Two cheeses from the same maker, both blue, one made with cows milk and the other with goat. They might have everything but the milk in common, but these are very different cheeses. The first is strong and tangy and tasty, the second sent me croaking for a glass of water.
Persillé du Beaujolais vache
Raw blue cow cheese, France, bought from Mons
We ate this while watching cricket on the last day of the Ashes, and our cheese-tasting faculties may not have been at their sharpest.
This is a bright bold yellow cheese with big green lumps of veining. It’s reasonably hard, and crumbles as it melts, and has crystallised patches that crunch as I bite into them. It starts off very lemony and bright, followed by more of a spicy blue whomph than I was expecting it to have. The taste is somewhat like a cross between a gorgonzola and a stilton; it’s got the farmyardy earthiness that I associate with a stilton, but the creamier blue-ness of a gorgonzola. The yellowing rind tastes musty and mellower.

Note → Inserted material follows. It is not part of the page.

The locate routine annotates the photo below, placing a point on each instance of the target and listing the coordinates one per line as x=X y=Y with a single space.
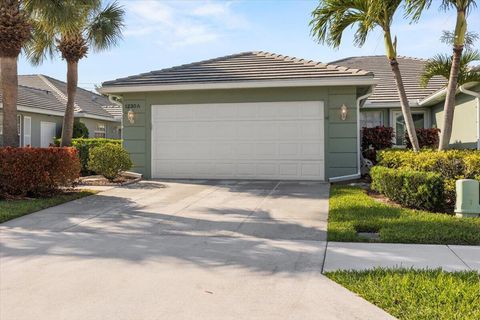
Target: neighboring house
x=252 y=115
x=382 y=108
x=41 y=106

Cheese-eating companion fails to make any useful comment on this cheese, but I think that’s the fault of the cricket, not the cheese.
Persillé du Beaujolais Chèvre
Raw blue goat cheese, France, bought from Mons
Blue goats cheese is reasonably rare – I can’t offhand think of another one I’ve tried. I’m interested in seeing how it compares to the cow version. This is a dense, aged-looking blue, greyer and darker than its cows-milk cousin. It’s fairly moist, with huge big pockets of dark greeny-blue veining.

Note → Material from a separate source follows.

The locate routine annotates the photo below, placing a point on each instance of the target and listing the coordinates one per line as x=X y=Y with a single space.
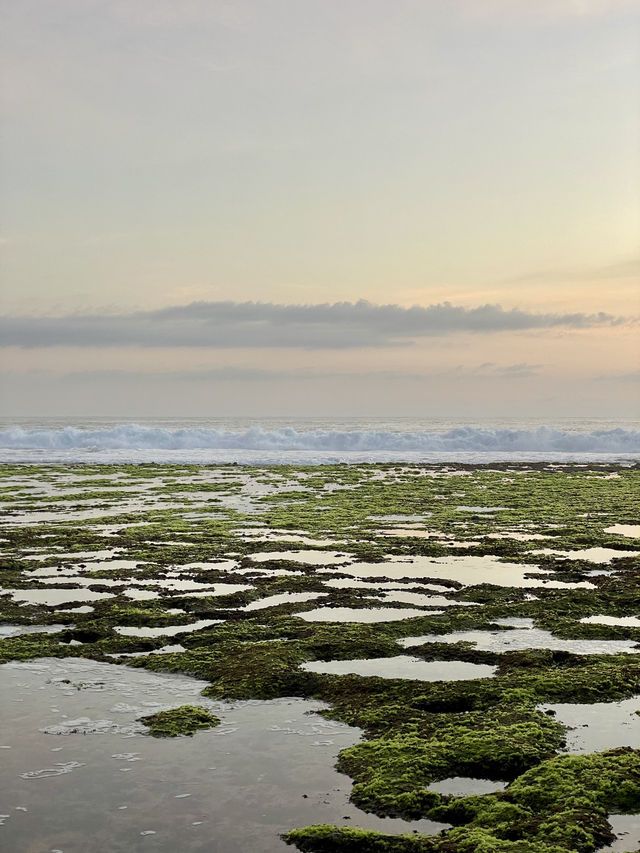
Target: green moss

On first scoff I think O DERE GOD MY MOUTH IS BLEEDING. This cheese is spiky and prickly and it feels like I’ve been chewing on a spoonful of needles and pins. (At this point I have to pause and catch my breath, and glug down a pint of water. My voice has turned to a croak, and my eyes have started watering.) This cheese has a relentless pounding BLUE BLUE BLUE-ness. It’s incredibly abrasive, scratchy and scrapy in my mouth, and prickling my throat. It tastes very salty, and very spicy, and also has hints of mushroom and cream, but here, taste seems secondary to sensation.
Towards the rind it mellows out a lot, and gives my tastebuds some relief. I can taste gentle apricot and burned-milk toffee flavours; soft and mellow and sweet, and a good contrast with the centre. Although anything softer than a wire wool brush would contrast well with the centre of this cheese.
An officemate is intrigued by my extreme cheese, tries some, and can still feel it working its prickly magic some time, and a mug of tea, later.
These are both good cheeses, but it’s very hard to compare them; they really don’t have very much in common. The cowsmilk version is a good, strong, tangy blue. Tasty, but normal. The goaty one is bonkers. I loved it, but in the same way I love swimming in icy cold water, or eating raw chillis.